Por Guillermo Saccomanno

La posmodernidad probó, con algún estupor, que era posible legitimar el reaccionarismo desde puntos de vista supuestamente antiestablishmnent. La literatura de viajes se relaciona profundamente con ese gesto cuando, bajo el signo de la posmodernidad, traslada un vasto público conservador a geografías exóticas. En un tiempo en que no quedan en el planeta rincones por descubrir, una jungla o una cordillera literarias pueden representar la evasión para el lector conservador. Porque a fines del siglo XX y a comienzos del XXI los viajes perdieron su emoción salvaje y fueron mercantilizados por el turismo. El viajero es hoy el consumidor de una experiencia organizada que se paga a crédito.

La experiencia, desprovista de novedad y riesgo, es una emoción de segunda mano. Y estas reflexiones son pertinentes para hablar de Versiones del Niágara, la tan inquietante como paranoica ópera prima de Guillermo Piro (1960). Porque Versiones del Niágara, novela con bastante de arqueología literaria y ensayo a la vez, plantea con obsesión las coartadas del discurso literario posmoderno, cercándolo a través de una historia que tiene tanto que ver con el coleccionismo de experiencias prestadas como con el tabicamiento de cierta intelectualidad urbana y posmoderna.

Víctor Alert, un profesor que colecciona con voracidad entomológica todo lo que los escritores han contado acerca de las cataratas del Niágara, es un sujeto encerrado en su pasión. Nada parece importarle con excepción de juntar, en un bibliorato, todas las versiones posibles de sus cataratas idealizadas. Chateaubriand, Dickens, Twain, Groussac, Sarmiento, Wilde, Hawthorne y Butor, entre otros, aportaron su visión sobre el fenómeno. Con una vida rutinaria, rumiante, a Alert no parece preocuparle que su alumna y pareja Ursula masturbe en su presencia a uno de sus amantes. Su pasión por los libros, porque Alert es un bibliófilo, es superada sólo por el afán de acceder a ese paisaje.

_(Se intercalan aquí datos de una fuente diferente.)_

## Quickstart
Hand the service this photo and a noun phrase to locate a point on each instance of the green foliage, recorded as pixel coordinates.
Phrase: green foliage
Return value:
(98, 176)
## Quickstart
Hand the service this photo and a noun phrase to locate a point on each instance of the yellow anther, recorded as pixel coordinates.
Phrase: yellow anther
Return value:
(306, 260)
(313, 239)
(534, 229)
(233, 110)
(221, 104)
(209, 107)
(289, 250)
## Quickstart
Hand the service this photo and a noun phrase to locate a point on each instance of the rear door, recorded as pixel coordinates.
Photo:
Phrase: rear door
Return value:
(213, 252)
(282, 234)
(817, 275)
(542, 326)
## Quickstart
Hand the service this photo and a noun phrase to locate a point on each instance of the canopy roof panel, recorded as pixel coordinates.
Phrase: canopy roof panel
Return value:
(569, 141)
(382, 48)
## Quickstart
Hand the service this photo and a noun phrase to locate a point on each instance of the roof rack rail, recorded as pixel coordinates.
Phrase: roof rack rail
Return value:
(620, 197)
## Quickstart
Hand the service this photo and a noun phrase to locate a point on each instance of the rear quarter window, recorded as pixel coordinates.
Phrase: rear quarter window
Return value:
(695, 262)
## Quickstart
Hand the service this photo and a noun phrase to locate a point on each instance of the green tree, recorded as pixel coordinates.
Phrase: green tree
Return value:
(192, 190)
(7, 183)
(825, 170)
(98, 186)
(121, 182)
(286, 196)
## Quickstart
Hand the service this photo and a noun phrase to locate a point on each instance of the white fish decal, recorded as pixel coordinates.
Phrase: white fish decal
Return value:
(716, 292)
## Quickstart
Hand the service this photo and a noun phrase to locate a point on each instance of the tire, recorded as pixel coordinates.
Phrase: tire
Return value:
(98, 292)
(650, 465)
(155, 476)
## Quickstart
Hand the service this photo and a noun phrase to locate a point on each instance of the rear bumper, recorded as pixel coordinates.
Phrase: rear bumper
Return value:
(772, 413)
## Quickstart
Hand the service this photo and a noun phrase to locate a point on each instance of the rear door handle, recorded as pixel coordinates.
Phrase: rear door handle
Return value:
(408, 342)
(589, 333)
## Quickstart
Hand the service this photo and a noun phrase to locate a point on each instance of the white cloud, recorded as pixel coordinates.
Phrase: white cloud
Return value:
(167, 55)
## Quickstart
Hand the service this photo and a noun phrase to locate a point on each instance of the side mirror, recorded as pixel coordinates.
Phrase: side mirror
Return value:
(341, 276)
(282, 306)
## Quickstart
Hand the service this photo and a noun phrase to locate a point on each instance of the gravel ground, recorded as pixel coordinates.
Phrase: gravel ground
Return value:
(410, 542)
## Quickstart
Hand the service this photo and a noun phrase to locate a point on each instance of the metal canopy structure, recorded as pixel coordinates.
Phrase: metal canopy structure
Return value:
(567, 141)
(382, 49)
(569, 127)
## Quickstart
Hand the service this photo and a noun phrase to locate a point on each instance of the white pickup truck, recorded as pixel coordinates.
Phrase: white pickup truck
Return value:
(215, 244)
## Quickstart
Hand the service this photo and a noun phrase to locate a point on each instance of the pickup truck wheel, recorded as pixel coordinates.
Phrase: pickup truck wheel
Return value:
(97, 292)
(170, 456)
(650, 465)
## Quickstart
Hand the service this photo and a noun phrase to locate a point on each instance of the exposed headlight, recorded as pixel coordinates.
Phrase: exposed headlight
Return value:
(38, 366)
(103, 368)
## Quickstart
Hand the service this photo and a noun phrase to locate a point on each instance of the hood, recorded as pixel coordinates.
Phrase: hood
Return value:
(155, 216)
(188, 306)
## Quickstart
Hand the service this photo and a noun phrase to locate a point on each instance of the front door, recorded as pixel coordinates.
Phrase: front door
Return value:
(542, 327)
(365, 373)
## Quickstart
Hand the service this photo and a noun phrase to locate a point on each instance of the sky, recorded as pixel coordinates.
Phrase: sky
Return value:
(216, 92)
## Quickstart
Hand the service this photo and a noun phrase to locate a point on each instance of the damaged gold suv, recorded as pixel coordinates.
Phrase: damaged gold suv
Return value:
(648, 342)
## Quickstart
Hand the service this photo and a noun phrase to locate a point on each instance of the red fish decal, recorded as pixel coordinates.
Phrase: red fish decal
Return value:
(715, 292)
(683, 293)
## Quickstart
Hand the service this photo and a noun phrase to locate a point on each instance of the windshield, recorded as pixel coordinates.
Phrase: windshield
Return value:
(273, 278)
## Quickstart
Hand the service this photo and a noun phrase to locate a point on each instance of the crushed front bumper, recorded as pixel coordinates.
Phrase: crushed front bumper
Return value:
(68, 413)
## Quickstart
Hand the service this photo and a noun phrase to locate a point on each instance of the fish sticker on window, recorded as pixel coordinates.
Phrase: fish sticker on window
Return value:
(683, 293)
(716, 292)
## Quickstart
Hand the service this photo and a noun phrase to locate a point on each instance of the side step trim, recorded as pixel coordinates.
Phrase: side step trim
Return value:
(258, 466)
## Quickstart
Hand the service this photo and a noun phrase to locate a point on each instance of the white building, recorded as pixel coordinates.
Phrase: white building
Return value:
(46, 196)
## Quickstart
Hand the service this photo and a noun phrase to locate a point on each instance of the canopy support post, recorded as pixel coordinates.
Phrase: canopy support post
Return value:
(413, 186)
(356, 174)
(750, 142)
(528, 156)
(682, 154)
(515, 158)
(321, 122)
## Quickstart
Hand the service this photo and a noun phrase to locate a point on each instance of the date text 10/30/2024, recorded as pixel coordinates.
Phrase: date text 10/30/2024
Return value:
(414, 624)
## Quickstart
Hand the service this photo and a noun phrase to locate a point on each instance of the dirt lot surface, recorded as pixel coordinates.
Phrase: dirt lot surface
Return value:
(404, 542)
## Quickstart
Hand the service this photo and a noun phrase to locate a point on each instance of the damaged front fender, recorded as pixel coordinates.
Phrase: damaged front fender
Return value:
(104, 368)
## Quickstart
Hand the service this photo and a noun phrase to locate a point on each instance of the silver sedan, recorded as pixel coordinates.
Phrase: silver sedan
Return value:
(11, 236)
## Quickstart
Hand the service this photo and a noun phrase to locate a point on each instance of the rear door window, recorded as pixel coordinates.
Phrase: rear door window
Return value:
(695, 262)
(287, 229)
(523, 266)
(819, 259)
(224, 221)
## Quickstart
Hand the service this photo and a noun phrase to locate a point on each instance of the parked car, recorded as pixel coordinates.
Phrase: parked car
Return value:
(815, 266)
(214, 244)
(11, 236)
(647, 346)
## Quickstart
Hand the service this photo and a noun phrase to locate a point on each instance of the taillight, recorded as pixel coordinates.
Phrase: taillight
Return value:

El trabajo de Piro, en el que se destaca la selección de autores que visitaron las cataratas del Niágara, establece un contrapunto entre la existencia rutinaria y mediocre de Alert con la de los ilustres viajeros que recopila. Conviene subrayar los dos epígrafes que presiden la novela: uno de Godard y otro de Defoe. En ambos, lo que se destaca es el afán de soledad, el desprecio por los otros, en particular por los otros entendidos no sólo como prójimo sino como sociedad masificada. Alert, el profesor, celebra ser un hombre sin experiencia colectiva. En este punto, su nombre puede cobrar una importancia significante: una victor/iosa alert/a contra los otros.

Alert, cuenta Piro, carece de propiocepción. “Tenía graves problemas para percibir lo que pasaba dentro suyo, lo que su cuerpo deseaba y requería”. La interacción entre los otros y él mismo está bloqueada para Alert. Sin duda, sus graves problemas con la percepción van encerrándolo. Pero su historia también denuncia la fragilidad de sus coartadas.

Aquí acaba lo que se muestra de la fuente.